Global Climate Models

Climate models are numerical representations of various parts of the Earth’s climate system. There are two ways of looking at this. In some ways, scientists are trying to reduce the complex behaviour of the climate down to a set of mathematical equations, in the hope that they can then begin to understand the processes that are going on. This is true especially of fairly simple models.

For state-of-the-art General Circulation Models/Global Climate Models (GCMs) such as the one used in the experiment, it is more a case of trying to represent everything, even if things then get so complicated that we can’t always understand what’s going on.

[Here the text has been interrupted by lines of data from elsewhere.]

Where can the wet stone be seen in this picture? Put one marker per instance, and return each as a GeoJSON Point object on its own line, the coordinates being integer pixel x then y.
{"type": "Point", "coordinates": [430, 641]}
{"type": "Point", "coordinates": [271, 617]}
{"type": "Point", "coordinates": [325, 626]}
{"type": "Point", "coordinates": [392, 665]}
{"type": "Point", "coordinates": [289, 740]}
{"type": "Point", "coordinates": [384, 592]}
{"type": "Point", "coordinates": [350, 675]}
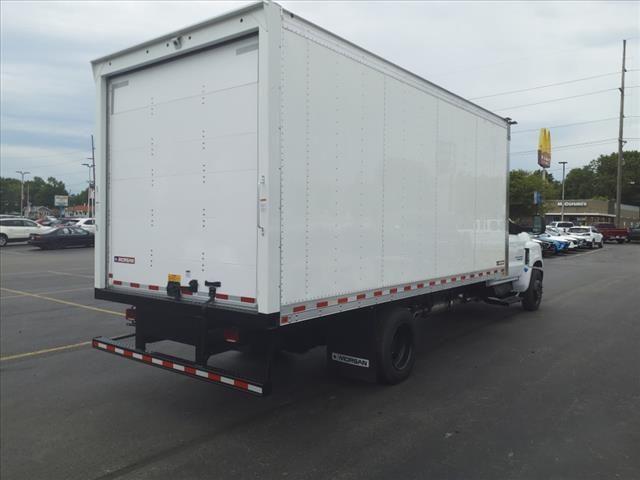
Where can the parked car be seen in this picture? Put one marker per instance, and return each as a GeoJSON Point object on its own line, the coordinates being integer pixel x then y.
{"type": "Point", "coordinates": [572, 242]}
{"type": "Point", "coordinates": [17, 229]}
{"type": "Point", "coordinates": [591, 234]}
{"type": "Point", "coordinates": [88, 224]}
{"type": "Point", "coordinates": [549, 247]}
{"type": "Point", "coordinates": [48, 221]}
{"type": "Point", "coordinates": [62, 237]}
{"type": "Point", "coordinates": [580, 242]}
{"type": "Point", "coordinates": [610, 232]}
{"type": "Point", "coordinates": [561, 226]}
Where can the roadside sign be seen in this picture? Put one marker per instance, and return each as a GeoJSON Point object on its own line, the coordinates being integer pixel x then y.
{"type": "Point", "coordinates": [537, 198]}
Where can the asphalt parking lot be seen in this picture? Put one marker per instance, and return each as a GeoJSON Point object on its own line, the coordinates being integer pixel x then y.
{"type": "Point", "coordinates": [496, 392]}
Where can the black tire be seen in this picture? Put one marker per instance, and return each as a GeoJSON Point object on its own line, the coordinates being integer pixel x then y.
{"type": "Point", "coordinates": [532, 297]}
{"type": "Point", "coordinates": [396, 352]}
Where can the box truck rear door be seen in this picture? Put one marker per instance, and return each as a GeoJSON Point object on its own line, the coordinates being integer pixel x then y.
{"type": "Point", "coordinates": [182, 173]}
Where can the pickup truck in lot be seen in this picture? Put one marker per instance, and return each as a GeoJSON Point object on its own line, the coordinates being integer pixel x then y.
{"type": "Point", "coordinates": [327, 197]}
{"type": "Point", "coordinates": [610, 232]}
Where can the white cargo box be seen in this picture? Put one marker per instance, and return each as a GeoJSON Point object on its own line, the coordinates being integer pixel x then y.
{"type": "Point", "coordinates": [304, 173]}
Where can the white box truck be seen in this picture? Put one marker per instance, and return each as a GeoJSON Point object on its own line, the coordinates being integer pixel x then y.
{"type": "Point", "coordinates": [264, 184]}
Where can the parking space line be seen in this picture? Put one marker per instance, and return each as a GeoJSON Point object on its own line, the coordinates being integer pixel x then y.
{"type": "Point", "coordinates": [4, 297]}
{"type": "Point", "coordinates": [70, 274]}
{"type": "Point", "coordinates": [64, 302]}
{"type": "Point", "coordinates": [46, 350]}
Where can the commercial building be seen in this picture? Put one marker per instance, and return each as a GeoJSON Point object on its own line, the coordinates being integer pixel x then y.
{"type": "Point", "coordinates": [588, 212]}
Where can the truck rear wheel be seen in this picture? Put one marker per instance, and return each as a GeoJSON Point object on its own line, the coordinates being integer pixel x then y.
{"type": "Point", "coordinates": [396, 346]}
{"type": "Point", "coordinates": [532, 297]}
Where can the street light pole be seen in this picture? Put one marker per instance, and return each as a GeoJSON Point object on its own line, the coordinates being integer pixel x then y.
{"type": "Point", "coordinates": [22, 174]}
{"type": "Point", "coordinates": [562, 207]}
{"type": "Point", "coordinates": [88, 189]}
{"type": "Point", "coordinates": [621, 141]}
{"type": "Point", "coordinates": [92, 178]}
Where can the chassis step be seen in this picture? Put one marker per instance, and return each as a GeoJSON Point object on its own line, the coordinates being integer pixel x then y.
{"type": "Point", "coordinates": [181, 366]}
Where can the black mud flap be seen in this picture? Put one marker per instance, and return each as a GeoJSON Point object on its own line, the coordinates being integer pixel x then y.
{"type": "Point", "coordinates": [181, 366]}
{"type": "Point", "coordinates": [351, 347]}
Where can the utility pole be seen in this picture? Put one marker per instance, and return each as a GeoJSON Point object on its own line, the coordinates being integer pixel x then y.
{"type": "Point", "coordinates": [562, 207]}
{"type": "Point", "coordinates": [22, 174]}
{"type": "Point", "coordinates": [620, 137]}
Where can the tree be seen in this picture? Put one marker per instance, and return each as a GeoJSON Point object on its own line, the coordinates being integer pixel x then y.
{"type": "Point", "coordinates": [580, 183]}
{"type": "Point", "coordinates": [42, 192]}
{"type": "Point", "coordinates": [599, 178]}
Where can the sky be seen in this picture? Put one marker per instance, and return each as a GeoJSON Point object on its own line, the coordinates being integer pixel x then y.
{"type": "Point", "coordinates": [479, 50]}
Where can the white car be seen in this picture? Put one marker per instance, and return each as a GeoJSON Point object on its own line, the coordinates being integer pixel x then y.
{"type": "Point", "coordinates": [591, 234]}
{"type": "Point", "coordinates": [562, 227]}
{"type": "Point", "coordinates": [89, 224]}
{"type": "Point", "coordinates": [17, 230]}
{"type": "Point", "coordinates": [555, 235]}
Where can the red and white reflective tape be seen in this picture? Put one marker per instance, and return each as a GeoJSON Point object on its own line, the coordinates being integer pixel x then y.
{"type": "Point", "coordinates": [225, 297]}
{"type": "Point", "coordinates": [290, 313]}
{"type": "Point", "coordinates": [184, 369]}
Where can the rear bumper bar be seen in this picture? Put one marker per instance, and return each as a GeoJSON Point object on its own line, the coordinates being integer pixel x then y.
{"type": "Point", "coordinates": [181, 366]}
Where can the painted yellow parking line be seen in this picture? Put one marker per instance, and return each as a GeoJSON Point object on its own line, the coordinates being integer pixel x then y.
{"type": "Point", "coordinates": [4, 297]}
{"type": "Point", "coordinates": [63, 302]}
{"type": "Point", "coordinates": [46, 350]}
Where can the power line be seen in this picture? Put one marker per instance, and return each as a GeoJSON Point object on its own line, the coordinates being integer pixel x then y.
{"type": "Point", "coordinates": [566, 125]}
{"type": "Point", "coordinates": [44, 156]}
{"type": "Point", "coordinates": [573, 124]}
{"type": "Point", "coordinates": [566, 82]}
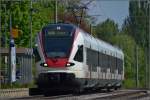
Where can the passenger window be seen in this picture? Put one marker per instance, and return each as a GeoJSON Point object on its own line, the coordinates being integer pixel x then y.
{"type": "Point", "coordinates": [79, 55]}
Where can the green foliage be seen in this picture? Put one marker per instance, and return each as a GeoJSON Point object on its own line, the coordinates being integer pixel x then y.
{"type": "Point", "coordinates": [106, 29]}
{"type": "Point", "coordinates": [137, 22]}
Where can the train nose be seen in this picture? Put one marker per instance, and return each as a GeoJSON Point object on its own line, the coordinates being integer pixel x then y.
{"type": "Point", "coordinates": [57, 62]}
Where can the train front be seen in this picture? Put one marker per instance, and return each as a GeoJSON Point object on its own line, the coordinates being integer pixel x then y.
{"type": "Point", "coordinates": [54, 47]}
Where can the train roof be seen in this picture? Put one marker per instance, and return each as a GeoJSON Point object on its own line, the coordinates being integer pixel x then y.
{"type": "Point", "coordinates": [96, 43]}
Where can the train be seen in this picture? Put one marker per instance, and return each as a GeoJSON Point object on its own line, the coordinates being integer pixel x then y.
{"type": "Point", "coordinates": [72, 59]}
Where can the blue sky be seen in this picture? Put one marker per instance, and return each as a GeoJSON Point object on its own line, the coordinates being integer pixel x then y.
{"type": "Point", "coordinates": [113, 9]}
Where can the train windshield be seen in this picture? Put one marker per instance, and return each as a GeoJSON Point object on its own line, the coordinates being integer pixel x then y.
{"type": "Point", "coordinates": [57, 41]}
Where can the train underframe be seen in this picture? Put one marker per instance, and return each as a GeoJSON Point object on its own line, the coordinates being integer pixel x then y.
{"type": "Point", "coordinates": [50, 82]}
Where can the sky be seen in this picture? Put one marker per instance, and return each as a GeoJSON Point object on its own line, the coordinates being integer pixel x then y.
{"type": "Point", "coordinates": [113, 9]}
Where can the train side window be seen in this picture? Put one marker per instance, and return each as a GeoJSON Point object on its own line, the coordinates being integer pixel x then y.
{"type": "Point", "coordinates": [79, 55]}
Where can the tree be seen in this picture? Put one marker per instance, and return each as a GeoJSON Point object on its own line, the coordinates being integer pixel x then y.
{"type": "Point", "coordinates": [137, 22]}
{"type": "Point", "coordinates": [106, 30]}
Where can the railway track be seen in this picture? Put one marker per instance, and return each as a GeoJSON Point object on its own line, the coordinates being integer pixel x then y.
{"type": "Point", "coordinates": [102, 95]}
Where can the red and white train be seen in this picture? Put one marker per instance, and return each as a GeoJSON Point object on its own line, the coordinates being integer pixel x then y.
{"type": "Point", "coordinates": [72, 59]}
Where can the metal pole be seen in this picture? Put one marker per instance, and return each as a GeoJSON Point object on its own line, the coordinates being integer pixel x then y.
{"type": "Point", "coordinates": [31, 30]}
{"type": "Point", "coordinates": [149, 44]}
{"type": "Point", "coordinates": [0, 41]}
{"type": "Point", "coordinates": [137, 68]}
{"type": "Point", "coordinates": [56, 19]}
{"type": "Point", "coordinates": [9, 69]}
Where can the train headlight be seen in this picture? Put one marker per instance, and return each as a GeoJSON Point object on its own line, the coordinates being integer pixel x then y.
{"type": "Point", "coordinates": [69, 64]}
{"type": "Point", "coordinates": [44, 65]}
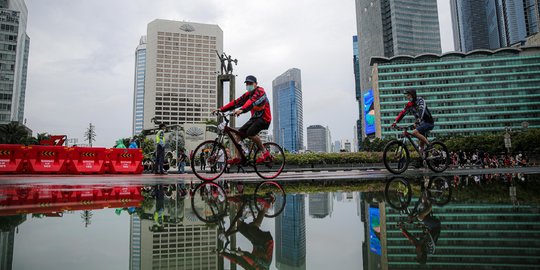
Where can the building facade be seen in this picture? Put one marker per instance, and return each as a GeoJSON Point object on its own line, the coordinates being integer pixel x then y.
{"type": "Point", "coordinates": [492, 24]}
{"type": "Point", "coordinates": [287, 114]}
{"type": "Point", "coordinates": [317, 137]}
{"type": "Point", "coordinates": [138, 96]}
{"type": "Point", "coordinates": [478, 92]}
{"type": "Point", "coordinates": [390, 28]}
{"type": "Point", "coordinates": [14, 51]}
{"type": "Point", "coordinates": [180, 77]}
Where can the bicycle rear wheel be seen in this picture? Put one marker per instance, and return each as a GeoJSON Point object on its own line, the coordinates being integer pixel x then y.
{"type": "Point", "coordinates": [208, 161]}
{"type": "Point", "coordinates": [437, 158]}
{"type": "Point", "coordinates": [440, 190]}
{"type": "Point", "coordinates": [209, 202]}
{"type": "Point", "coordinates": [270, 197]}
{"type": "Point", "coordinates": [396, 157]}
{"type": "Point", "coordinates": [272, 167]}
{"type": "Point", "coordinates": [398, 193]}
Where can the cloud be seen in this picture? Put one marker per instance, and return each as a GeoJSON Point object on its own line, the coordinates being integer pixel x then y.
{"type": "Point", "coordinates": [81, 64]}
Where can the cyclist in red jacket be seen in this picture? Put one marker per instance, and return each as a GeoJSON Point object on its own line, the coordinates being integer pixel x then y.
{"type": "Point", "coordinates": [424, 120]}
{"type": "Point", "coordinates": [256, 101]}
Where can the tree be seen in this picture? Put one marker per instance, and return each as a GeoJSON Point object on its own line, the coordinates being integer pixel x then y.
{"type": "Point", "coordinates": [13, 133]}
{"type": "Point", "coordinates": [90, 134]}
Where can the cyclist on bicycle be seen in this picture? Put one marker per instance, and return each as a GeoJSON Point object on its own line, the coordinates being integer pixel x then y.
{"type": "Point", "coordinates": [424, 120]}
{"type": "Point", "coordinates": [256, 101]}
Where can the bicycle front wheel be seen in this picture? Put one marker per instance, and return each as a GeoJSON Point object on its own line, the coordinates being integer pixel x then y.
{"type": "Point", "coordinates": [270, 197]}
{"type": "Point", "coordinates": [398, 193]}
{"type": "Point", "coordinates": [396, 157]}
{"type": "Point", "coordinates": [209, 202]}
{"type": "Point", "coordinates": [208, 161]}
{"type": "Point", "coordinates": [271, 167]}
{"type": "Point", "coordinates": [437, 158]}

The equations can then be tweaked so that the model does as well as possible at producing past and current climates (compared to archived observations). If the model accurately reproduces past and current climates it can then be used to try to predict what the climate could do in the future.

GCMs try to simulate as much as possible about the climate system: the incoming and outgoing radiation, the way the air moves, the way clouds form and precipitation falls, the way the ice sheets grow or shrink, etc. They are frequently (as in the model we use) coupled to a representation of the ocean. They may take into account how the vegetation on the Earth’s surface changes. Critically, they try to calculate how all these different parts of the climate system interact, and how the feedback processes work.

Climate models divide the surface of the Earth into a horizontal grid, the atmosphere into vertical levels, and time into discrete timesteps.

Processes that are smaller than the size of one of these cubes, such as cloud formation, are difficult to model and so need to be parameterized.